Democratic Candidates Seek to Abolish the Death Penalty Where It's Most Used
By Mike Ward
Democratic gubernatorial candidate Andrew White called Thursday for Texas to abolish the death penalty, saying if elected governor he will work to erase the hallmark law that has fueled the nation's busiest death chamber in past decades.
Speaking with reporters after a candidate forum, White said he would commute the death sentences of condemned convicts, if given the chance, and would lobby the legislature to do away with the lethal injection law.
"It is a flawed system. It is not a deterrent. It does not work," White said after the forum sponsored by the Texas Tribune, an online news site. "The data says we put innocent people on death row. Our system needs to be changed."
White's late father, former Gov.
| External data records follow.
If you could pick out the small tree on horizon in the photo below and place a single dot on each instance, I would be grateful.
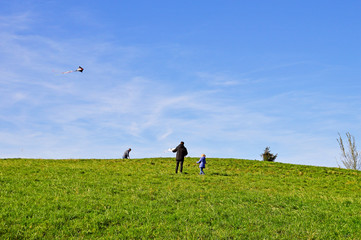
(268, 156)
(350, 157)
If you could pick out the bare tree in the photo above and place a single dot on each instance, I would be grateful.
(350, 157)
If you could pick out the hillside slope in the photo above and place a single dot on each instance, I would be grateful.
(144, 198)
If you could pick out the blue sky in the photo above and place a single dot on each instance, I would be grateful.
(228, 78)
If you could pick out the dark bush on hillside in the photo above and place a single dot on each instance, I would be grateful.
(268, 156)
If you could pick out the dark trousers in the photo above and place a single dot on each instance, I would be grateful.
(179, 162)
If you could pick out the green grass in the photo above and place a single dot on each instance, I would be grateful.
(145, 199)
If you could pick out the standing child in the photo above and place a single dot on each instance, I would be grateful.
(202, 164)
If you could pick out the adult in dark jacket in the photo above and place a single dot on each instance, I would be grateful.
(126, 154)
(181, 151)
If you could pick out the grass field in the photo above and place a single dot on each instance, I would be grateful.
(145, 199)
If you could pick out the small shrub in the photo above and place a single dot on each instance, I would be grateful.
(268, 156)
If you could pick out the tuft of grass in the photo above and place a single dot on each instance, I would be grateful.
(144, 198)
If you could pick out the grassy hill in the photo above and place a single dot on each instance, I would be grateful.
(144, 198)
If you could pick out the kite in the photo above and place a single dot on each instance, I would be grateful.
(79, 69)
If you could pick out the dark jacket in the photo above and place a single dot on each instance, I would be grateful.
(181, 151)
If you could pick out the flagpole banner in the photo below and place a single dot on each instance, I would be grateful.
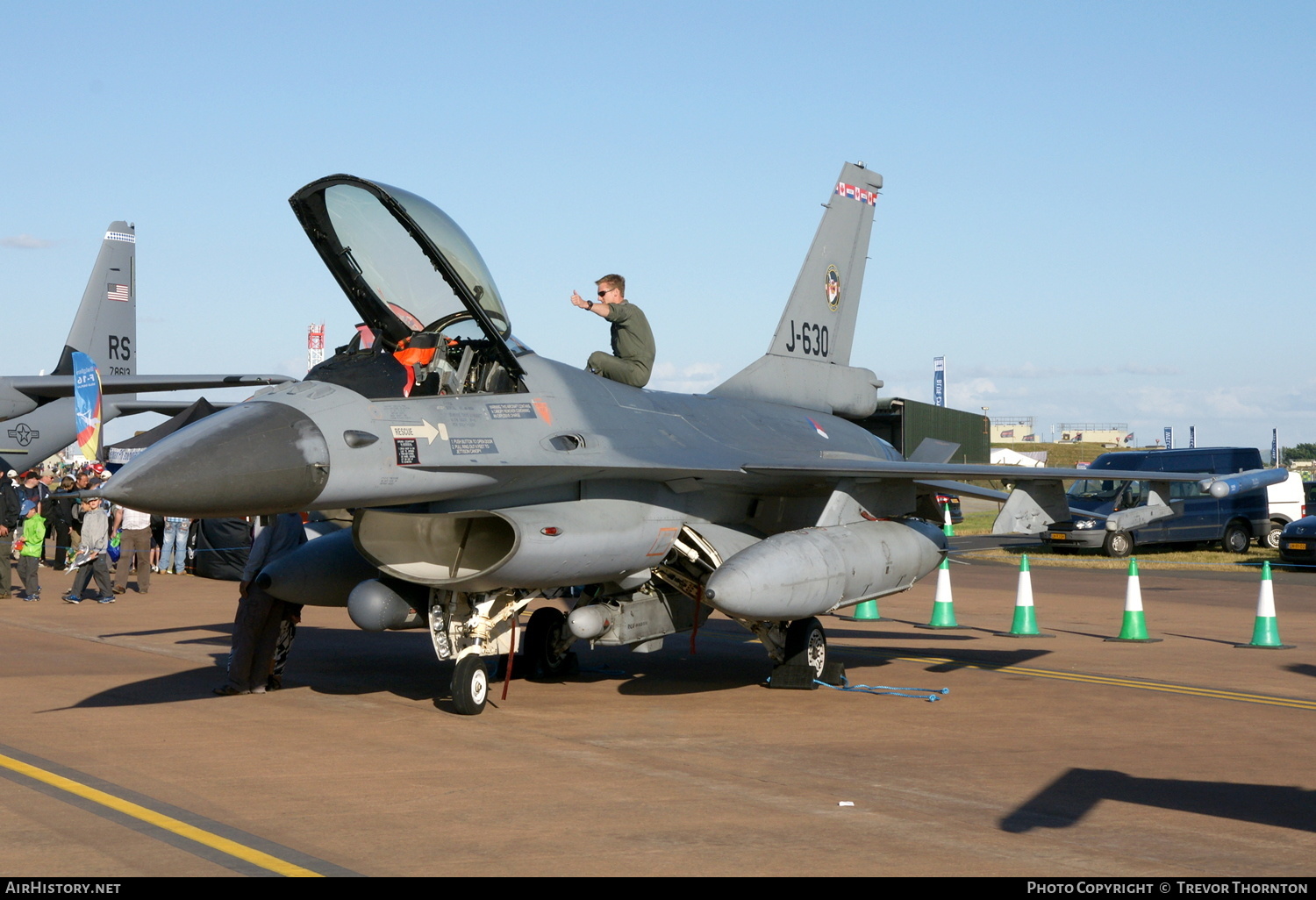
(87, 404)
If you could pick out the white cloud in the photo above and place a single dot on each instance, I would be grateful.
(691, 378)
(25, 242)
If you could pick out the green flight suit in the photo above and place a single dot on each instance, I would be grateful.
(632, 358)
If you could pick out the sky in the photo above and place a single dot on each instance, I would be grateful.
(1097, 212)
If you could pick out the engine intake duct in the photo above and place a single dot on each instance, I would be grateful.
(545, 545)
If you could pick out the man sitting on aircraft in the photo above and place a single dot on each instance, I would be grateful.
(632, 358)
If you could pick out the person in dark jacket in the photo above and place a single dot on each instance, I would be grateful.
(61, 520)
(10, 507)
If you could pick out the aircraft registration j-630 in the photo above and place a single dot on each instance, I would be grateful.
(482, 475)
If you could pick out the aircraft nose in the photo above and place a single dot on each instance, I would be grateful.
(257, 458)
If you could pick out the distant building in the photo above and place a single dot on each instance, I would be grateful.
(1113, 434)
(1012, 429)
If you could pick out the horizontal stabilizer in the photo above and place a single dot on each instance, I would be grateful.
(49, 387)
(933, 450)
(839, 389)
(1032, 507)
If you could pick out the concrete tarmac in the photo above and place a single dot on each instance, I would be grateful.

Mark White, supported the death penalty while in office but in recent years became an outspoken opponent of capital punishment, due in part to death-row convicts who were proven innocent during appeals and amid growing questions about whether the system was a deterrent to crime as intended.
At least one other Democratic gubernatorial candidate, Tom Wakely, has announced he will seek to abolish the death penalty -- a position taken by Democrats in the past, contrasting with Republicans' support of the death penalty.
During the forum, White also said he supports diverting the $800 million Texas spends for border security to education, and letting the federal government pick up the tab for securing the Texas border -- an about-face from current state policy.